BRUSSELS (Reuters) - The European Commission advised European Union member states on Friday to defer lifting a ban on carrying liquids on board flights, saying it wanted to avoid potential disruption for passengers.
A ban on taking more than 100 ml of liquids on board flights, in place since 2006, was due to be partially lifted in the EU from Friday, but around half the bloc’s 27 member states were not expected to make the change, citing security concerns.
As a result, and to avoid a situation in which some countries lifted the restrictions and others maintained them, causing confusion for millions of air travellers, the EU executive said it was better to defer lifting the ban.

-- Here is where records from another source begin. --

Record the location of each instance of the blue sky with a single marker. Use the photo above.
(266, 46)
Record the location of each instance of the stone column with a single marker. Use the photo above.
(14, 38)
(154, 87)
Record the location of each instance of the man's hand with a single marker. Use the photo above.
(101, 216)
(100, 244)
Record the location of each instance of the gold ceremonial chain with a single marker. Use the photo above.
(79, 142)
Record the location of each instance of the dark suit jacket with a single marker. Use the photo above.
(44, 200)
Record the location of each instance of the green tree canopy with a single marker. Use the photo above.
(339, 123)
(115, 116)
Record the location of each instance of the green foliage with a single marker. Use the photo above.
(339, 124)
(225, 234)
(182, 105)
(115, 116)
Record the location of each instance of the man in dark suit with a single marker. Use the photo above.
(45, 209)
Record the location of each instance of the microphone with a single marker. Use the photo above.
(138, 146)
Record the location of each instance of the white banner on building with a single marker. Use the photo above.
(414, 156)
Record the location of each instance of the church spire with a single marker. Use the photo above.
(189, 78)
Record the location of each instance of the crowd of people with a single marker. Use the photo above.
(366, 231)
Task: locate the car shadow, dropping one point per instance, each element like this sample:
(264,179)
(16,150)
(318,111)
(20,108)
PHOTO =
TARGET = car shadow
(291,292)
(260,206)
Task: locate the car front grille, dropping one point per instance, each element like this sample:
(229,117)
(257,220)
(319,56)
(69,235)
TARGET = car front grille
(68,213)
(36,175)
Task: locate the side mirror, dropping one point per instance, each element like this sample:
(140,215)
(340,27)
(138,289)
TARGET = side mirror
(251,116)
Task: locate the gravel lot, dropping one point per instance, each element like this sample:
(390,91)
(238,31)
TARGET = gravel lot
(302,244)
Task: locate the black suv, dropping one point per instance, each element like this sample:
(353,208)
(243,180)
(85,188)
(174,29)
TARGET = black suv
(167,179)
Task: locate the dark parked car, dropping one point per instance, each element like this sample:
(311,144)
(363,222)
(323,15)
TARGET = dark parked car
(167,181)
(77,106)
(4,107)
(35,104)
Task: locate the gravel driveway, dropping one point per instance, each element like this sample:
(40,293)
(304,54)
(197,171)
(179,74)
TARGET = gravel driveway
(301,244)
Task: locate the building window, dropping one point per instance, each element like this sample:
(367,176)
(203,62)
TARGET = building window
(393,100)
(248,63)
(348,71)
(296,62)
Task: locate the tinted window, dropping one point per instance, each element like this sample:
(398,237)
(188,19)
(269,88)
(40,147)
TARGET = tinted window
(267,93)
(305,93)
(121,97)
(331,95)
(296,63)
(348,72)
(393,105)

“It is clear that a situation at European airports which leads to confusion for air passengers as to whether they can travel with ‘duty-free liquids’, in particular for connecting flights to the United States, should be avoided,” Siim Kallas, the European commissioner for transport issues, said.
“Therefore, the restrictions on carrying ‘duty-free’ liquids purchased outside the EU through European airports should remain in place until passengers can travel with certainty.”
The ban on liquids on board flights was imposed after British police uncovered a plot to blow up transatlantic airliners bound for North America using bombs made from liquid explosives. Several men were convicted for the plot.
The EU is aiming to lift the liquids ban entirely by April 2013 and wanted to begin with a partial lifting from Friday, but many member states remained concerned about the security risk, and are not satisfied with new liquids scanning equipment.
The partial lifting of the ban had been postponed once, a year ago, as a result of opposition from member states.
European airports association ACI Europe has said it supports the full lifting of the ban in principle, but says current liquids-scanning equipment is “unfit for purpose” and would be hugely disruptive for passengers.
The European airlines association AEA said the postponement had been necessary to avoid confusion at airports, and urged European governments to work more closely together, and with the United States, on a common approach.
“We need a harmonised approach, not a fragmented patchwork of national policies. EU.L member states must deliver on their commitments and implement pro-consumer decisions in a unified way,” Ulrich Schulte-Strathaus, AEA secretary general, said in a statement.